Trad, Alpine, 700 ft (212 m), 7 pitches, Grade III,
Avg: 3 from 29
FA: Ken Duncan, Dede Humphrey, 2016
> Alpine Rock
> RMNP - Rock
> Otis Peak
Magic in the Middle has a moderate approach, good alpine rock, minimal lichen, high quality climbing at a consistent grade, big belay ledges, a spectacular summit with great views and a straightforward descent. What more could you ask for? Several of the pitches look intimidating from below, but gear placements show up. This is arguably better than the Petit Grepon and one of the best moderate routes in RMNP.
P1. 5.6. Start on a pedestal at the low point of the south face. Head up a black streak to the right move left then continue up and right on easy but runnout slab climbing heading for the left side of the long overhang. Belay on a large ledge at the base of a steep face, 115 feet.
P2. 5.9. Climb the face and arete up to the level of the roof, then step right into the base of the hanging, left-facing dihedral. Climb the dihedral, step right onto the face then head up a right-facing dihedral and face to a large ledge below a steep face with imposing overhangs. Consider carrying prussiks on this pitch, as a fall from the dihedral may leave you hanging in space, 115 feet.
P3. 5.8+. Head up and slightly left then slightly right to a band of smooth white granite. Traverse up and right across the smooth face to a sloping belay below another obvious, left-facing, hanging dihedral, 115 feet.
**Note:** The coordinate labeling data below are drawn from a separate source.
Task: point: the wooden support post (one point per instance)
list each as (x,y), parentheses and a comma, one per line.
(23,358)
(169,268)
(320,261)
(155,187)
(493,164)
P4. 5.9-. Climb the dihedral past a seemingly solid detached block, step right onto the arete, and head up to another big ledge, 50 feet.
P5. Continue on easy climbing up and left to the base of a steep red wall, 115 feet.
P6. 5.9. Head up the center of the steep wall aiming for a small, right-facing dihedral capped with a roof. Turn the roof (crux), then climb easily to a large ledge at the base of the offwidth that is the final pitch of the South Face
route, 90 feet.
P7. 5.8+. Diagonal up and right, climbing the thin crack variation to the final pitch of the South Face
route, 50 feet.
Climb the center of the south face of Zowie starting at the low point of the face (left of the "flatiron") and between two chimney systems.
Cams from small TCUs to #3 with doubles from 0.5 to 2, a full set of nuts including a few RP size and alpine runners. Tricams were very helpful. A single 60m rope will get you up and down.